Amiga 4ever
We're currently in the final hectic stages of our game project Future Unfolding. I wanted a distraction one Sunday afternoon and decided to port a model I created in '92 on my Amiga 500.
The 3D model was part of an unfinished demo I was working on back then. It was created by redrawing a buckminster ball (aka C60) on graph paper and then reading out the coordinates by hand. It has 60 vertices and 32 sides. The Amiga has a blitter that can draw multi-side polygons so the model wasn't triangulated.

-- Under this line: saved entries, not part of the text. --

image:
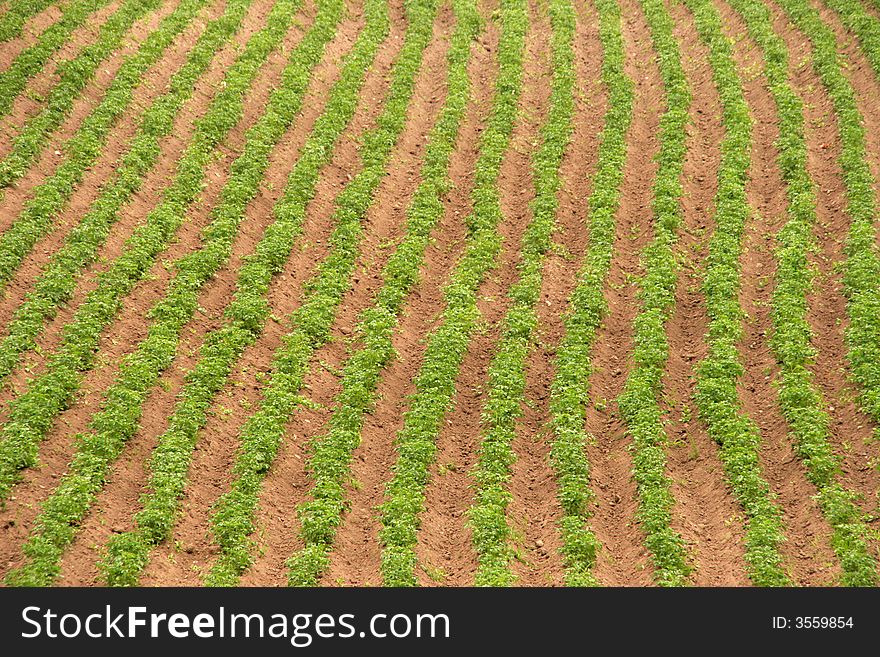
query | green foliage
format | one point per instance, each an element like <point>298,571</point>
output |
<point>718,374</point>
<point>56,526</point>
<point>31,414</point>
<point>73,75</point>
<point>587,307</point>
<point>171,458</point>
<point>862,269</point>
<point>59,277</point>
<point>507,375</point>
<point>447,345</point>
<point>638,402</point>
<point>801,402</point>
<point>128,553</point>
<point>17,15</point>
<point>32,59</point>
<point>233,521</point>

Flat shaded model running on Amiga
Last year as I was home for Christmas my brother and me took out the Amiga from my parents attic. About half of the disks were still working after 20 years of storage. I copyied some of my old source code for fun and archiving at that time.
Amiga disks can't be read in a PC disk drive. Instead, to transfer the data you open a serial port (with a null modem cable to a Windows computer) to download a tool called Amiga Explorer on your Amiga. This software can then be used to copy disks over to your PC.

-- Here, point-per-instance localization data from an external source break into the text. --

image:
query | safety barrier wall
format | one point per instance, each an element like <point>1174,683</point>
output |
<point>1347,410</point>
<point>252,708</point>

Parts of the demo source code
It took a while for me to get around to finally port the model over to a format our custom game engine could read. I started by doing some quick text edits in TextMate column mode, and then some search/replace to setup the data as two C++ arrays.

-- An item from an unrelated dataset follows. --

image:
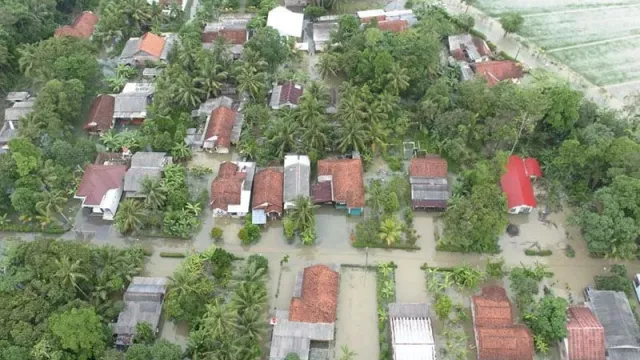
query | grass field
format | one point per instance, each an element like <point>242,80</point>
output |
<point>598,38</point>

The Amiga model uses multi-side polygons, to be precise 5 or 6 sided. The loading code triangulates these as they are read from the array data. The setup code also calculates normals per polygon and then assigns these to all the triangles for that polygon. This is because my hand modeled polygons are not perfectly flat, and the triangles would otherwise have different normals. This would result in visible edges after lighting.
Apparently I hadn't setup the polygon winding correctly back then, so I added a check to see which side was outwards and flipped the incorrect sides.
Asset used in-game as part of a sphere effect
The final model is used in the game to create a special sphere effect used in a small part of the game. It doesn't look like it did in '92, but I'm happy this asset is finally going to make it into a released product.